Because our patients received continuous neuromuscular blockade, CMV and CPAPI both provided total ventilatory support. Existing methods do not permit application of partial ventilatory support techniques, such as intermittent mandatory ventilation or APRV, during anesthesia. However, the use of CPAPI to provide partial mechanical support of spontaneously breathing patients who cannot maintain an acceptable PaCO2during general anesthesia may have several advantages over the use of CMV:(1) lower mean intrathoracic (pleural) pressure;(2) augmented venous return and improved cardiovascular performance; and (3) better distribution of inspired gas, resulting in improved matching of ventilation and perfusion. All of these advantages occur when APRV is used to provide partial ventilatory support in awake humans. The role for CPAPI in partial ventilatory support during general anesthesia should be evaluated.

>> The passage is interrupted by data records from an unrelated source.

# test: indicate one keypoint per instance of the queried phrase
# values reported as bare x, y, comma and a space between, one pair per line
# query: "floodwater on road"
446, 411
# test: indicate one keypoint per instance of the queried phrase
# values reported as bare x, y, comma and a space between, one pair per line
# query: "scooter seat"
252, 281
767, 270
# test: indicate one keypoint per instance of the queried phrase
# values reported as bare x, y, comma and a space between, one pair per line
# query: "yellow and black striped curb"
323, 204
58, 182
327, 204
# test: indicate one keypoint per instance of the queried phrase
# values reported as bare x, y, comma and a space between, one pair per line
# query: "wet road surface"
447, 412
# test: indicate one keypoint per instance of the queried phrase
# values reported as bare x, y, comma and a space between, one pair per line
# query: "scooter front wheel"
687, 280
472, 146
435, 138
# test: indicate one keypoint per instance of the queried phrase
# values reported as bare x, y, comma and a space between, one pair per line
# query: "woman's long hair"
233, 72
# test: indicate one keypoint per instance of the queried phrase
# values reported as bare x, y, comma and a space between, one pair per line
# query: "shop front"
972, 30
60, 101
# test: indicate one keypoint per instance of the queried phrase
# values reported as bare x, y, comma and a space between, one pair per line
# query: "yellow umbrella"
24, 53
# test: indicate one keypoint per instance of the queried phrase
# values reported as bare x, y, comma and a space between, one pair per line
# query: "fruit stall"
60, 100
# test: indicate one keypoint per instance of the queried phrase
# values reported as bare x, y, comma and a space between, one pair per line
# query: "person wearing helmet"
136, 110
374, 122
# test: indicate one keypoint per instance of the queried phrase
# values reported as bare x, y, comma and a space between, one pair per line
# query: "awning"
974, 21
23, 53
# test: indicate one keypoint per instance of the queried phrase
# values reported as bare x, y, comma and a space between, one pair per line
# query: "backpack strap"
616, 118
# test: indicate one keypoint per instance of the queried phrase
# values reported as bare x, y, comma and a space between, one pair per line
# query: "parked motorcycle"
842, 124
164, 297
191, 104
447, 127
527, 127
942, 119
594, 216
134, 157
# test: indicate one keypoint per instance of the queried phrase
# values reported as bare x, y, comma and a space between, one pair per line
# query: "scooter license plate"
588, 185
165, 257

Our results indicate that CPAPI provides more efficient ventilation of patients undergoing general anesthesia, with a significantly lower peak airway pressure compared with CMV. An improved efficiency of ventilation decreases the necessary minute ventilation and permits reduction of VT, respiratory rate, or both, thus reducing the magnitude or frequency, respectively, of lung inflation. Thus, there is less respiratory movement and possible improvement in technical conditions during intraabdominal operations. During CPAPI, P(a - ET)CO2approximates the value observed during spontaneous breathing, rendering PETCO2a more accurate monitor of ventilation during CPAPI than during CMV.
Intermittent CPAP is a unique way to provide ventilatory support to anesthetized patients. It may have significant advantages with regard to gas exchange, efficiency of ventilation, and hemodynamic stability. Future investigations will determine the usefulness of CPAPI in clinical practice.